La fugacidad de la nota periodística que da cuenta de la captura de Javier Duarte sólo se continúa a partir del gesto que le sirve a la imagen humorística y que en sí misma es aceptación, de lo que hay detrás, de lo que esconde el personaje.
Así como ese hecho y el resto de la infinidad de información, ésta siempre termina por superarnos, no importando su magnitud.
Esta vorágine de información nos abruma y al mismo tiempo abrumamos, al repetirla.
Repartimos información a tal velocidad que parecemos locos –intentado leerlo todo, informándonos, compartiéndola, llenándonos de imágenes y palabras pero sin detenernos a pensar en qué fue todo ese bombardeo al que hemos sido sujetos en el día.
Quedamos girando sobre nosotros, con la única intención de cerrar los ojos.
A veces hay que escribir muchas palabras para evitar ir al grano, porque existe lo políticamente correcto, porque las sensibilidades, porque no es buen momento, porque no es conveniente, porque atenta contra nuestros intereses profesionales, etcétera: la información siempre sigue una línea que se alimenta de todo lo anterior y, por supuesto, más cosas.
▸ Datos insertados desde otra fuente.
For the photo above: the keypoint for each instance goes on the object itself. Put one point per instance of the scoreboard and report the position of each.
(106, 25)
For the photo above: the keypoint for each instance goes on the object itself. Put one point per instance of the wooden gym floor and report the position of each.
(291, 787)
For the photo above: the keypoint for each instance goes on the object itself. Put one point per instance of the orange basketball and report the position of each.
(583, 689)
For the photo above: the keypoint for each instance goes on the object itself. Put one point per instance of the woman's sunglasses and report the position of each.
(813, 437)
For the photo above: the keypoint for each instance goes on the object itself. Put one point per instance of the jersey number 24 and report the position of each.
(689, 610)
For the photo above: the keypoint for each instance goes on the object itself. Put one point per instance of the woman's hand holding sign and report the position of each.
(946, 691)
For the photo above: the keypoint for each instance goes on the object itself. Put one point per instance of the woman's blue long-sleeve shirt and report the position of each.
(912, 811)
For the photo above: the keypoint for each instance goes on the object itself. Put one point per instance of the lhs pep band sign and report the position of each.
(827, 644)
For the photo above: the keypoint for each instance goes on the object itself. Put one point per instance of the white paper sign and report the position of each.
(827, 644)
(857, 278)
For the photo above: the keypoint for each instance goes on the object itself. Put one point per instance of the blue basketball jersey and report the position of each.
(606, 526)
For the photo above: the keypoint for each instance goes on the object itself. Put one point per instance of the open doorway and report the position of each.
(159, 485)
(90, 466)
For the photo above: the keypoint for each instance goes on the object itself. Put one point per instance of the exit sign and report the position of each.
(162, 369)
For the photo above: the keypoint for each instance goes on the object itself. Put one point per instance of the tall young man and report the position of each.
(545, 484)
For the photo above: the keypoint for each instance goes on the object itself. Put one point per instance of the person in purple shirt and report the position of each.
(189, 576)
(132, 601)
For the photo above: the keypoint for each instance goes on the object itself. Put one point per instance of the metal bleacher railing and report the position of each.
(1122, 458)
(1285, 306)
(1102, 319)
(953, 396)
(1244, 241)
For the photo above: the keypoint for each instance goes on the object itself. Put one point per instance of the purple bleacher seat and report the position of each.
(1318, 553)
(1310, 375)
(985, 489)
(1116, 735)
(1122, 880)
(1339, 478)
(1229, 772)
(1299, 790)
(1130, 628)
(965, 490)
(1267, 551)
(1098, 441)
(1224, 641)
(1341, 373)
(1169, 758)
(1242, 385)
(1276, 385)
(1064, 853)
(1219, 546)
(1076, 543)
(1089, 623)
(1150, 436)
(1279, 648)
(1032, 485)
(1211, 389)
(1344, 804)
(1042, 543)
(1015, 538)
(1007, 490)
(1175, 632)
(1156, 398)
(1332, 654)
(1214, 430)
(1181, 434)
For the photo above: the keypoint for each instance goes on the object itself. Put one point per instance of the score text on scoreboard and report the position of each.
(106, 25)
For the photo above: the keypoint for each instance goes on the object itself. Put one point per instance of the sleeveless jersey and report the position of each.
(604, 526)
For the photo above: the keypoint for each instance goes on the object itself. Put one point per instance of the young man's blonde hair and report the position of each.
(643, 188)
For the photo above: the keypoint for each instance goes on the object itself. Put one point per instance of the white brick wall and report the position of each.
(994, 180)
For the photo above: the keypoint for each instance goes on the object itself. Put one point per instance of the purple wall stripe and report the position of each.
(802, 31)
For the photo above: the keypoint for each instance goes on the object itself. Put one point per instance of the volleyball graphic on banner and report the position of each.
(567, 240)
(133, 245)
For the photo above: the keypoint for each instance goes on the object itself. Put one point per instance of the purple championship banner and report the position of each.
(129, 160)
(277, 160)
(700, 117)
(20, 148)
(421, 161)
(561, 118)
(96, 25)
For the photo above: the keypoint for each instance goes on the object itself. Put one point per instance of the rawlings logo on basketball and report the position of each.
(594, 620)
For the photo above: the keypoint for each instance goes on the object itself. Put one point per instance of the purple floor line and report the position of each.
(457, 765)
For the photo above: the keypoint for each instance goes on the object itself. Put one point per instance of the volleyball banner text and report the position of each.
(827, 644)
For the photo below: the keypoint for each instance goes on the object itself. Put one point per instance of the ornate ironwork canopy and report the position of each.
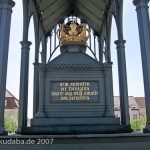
(92, 12)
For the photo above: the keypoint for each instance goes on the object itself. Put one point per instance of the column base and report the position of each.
(147, 129)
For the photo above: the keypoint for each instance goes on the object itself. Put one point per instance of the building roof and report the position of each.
(12, 102)
(140, 101)
(132, 102)
(92, 12)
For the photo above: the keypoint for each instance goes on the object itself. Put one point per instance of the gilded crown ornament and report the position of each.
(73, 32)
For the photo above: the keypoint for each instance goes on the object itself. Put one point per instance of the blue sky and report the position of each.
(133, 56)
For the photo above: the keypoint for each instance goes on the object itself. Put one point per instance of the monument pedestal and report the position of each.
(76, 96)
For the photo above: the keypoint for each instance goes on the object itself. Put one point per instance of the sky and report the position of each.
(132, 50)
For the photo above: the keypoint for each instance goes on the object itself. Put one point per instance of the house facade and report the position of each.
(11, 105)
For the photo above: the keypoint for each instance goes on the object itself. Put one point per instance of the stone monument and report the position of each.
(75, 93)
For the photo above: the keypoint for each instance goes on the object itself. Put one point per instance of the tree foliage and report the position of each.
(10, 124)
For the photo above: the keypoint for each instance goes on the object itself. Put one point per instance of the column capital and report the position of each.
(136, 2)
(7, 4)
(120, 42)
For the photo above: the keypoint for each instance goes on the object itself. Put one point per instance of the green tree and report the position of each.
(10, 124)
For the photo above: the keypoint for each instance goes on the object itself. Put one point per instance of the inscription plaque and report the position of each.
(66, 91)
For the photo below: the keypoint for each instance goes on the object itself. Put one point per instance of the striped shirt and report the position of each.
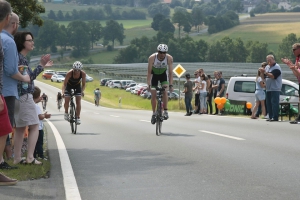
(33, 74)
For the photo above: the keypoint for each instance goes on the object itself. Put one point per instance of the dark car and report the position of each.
(104, 80)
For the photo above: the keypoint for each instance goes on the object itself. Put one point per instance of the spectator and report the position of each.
(39, 151)
(273, 87)
(188, 95)
(296, 71)
(203, 94)
(11, 75)
(44, 101)
(209, 95)
(5, 15)
(196, 90)
(25, 44)
(258, 112)
(97, 96)
(215, 85)
(260, 95)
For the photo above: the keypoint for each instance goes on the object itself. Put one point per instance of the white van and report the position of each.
(242, 89)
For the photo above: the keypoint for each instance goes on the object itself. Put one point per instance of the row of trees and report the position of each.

Toda información que recibimos viene antecedida por una serie de elementos que la deforman –no necesariamente buscando un fin corruptor; es decir, tal transformación del contenido inicia en la propia redacción, por ejemplo-, y a su vez, la guían a otro destino, que muchas veces difiere de la intención primaria del contenido en cuestión.
Es cierto, cualquier cosa nos modifica en todos los instantes de nuestra vida.
La pureza de la palabra no existe sino en la poesía misma que contiene, y ésta siempre está allá, lejos, más allá del hombre; sin embargo, debemos preguntarnos si esta gran cantidad de contenidos con los que se nos bombardea a diario y que alimentan el negocio por el negocio –de la información- está resultando contraproducente para afrontar los problemas que nos aquejan.
Es decir, la sobreinformación a la que estamos sujetos no solo nos está abrumando de tal modo que preferimos no escuchar nada más, sino que de alguna manera está modificando nuestros juicios y opiniones con relación a temas importantes: están siendo más superficiales (con respuestas emocionales y simples) y menos comprometidas (respondo y me voy a hacer otras cosas).
Preferimos dejarles los cuestionamientos a otros, a los “expertos” que inundan los medios de comunicación.
Preferimos la simpleza de la confrontación –esto puede verse en los comentarios enconados dejados en las notas periodísticas publicadas en redes sociales- a la conversación, porque para dialogar hay que llegar con algo y con tiempo y nosotros ya no tenemos tiempo ni elementos con los cuales discutir, porque esa tarea y responsabilidad de aprendizaje se la hemos dejado a otros: opinólogos, expertos, analistas, intelectuales y demás.
Todo, al estar mecanizado, aunado a la rapidez de la información y al contexto social, nos reduce a ser partícipes únicamente de lo que nos incumbe: nuestro oficio u profesión, a lo que sabemos o creemos conocer más o menos bien -el entorno nos excluye de sí mismo.
De pronto, ya no creemos en nuestras opiniones porque las intuimos débiles y puede que sea así, pero por qué: porque nos faltó tiempo. Para cuando queremos recuperar la nota y alimentarnos de ésta, de pronto caemos en cuenta de que ya no está donde la dejamos, ha quedado demasiado atrás para pensarla y registrarla.
Es por esta razón que no nos queda sino reaccionar rápidamente al titular de la información (como lo dije antes), al primer párrafo de la nota y a lo que sigue y después a lo que sigue, y siempre es lo que viene, y eso que se aproxima creemos que es lo más importante; y esto llega y ya no interesa porque viene algo más.
Y como citó Oliver Sacks en su libro El hombre que confundió a su mujer con un sombrero: “todos somos exiliados de nuestro pasado”. Yo me pregunto ¿quiénes están interesados en que olvidemos, en que dejemos atrás el pasado inmediato, en no tener tiempo para pensar la información?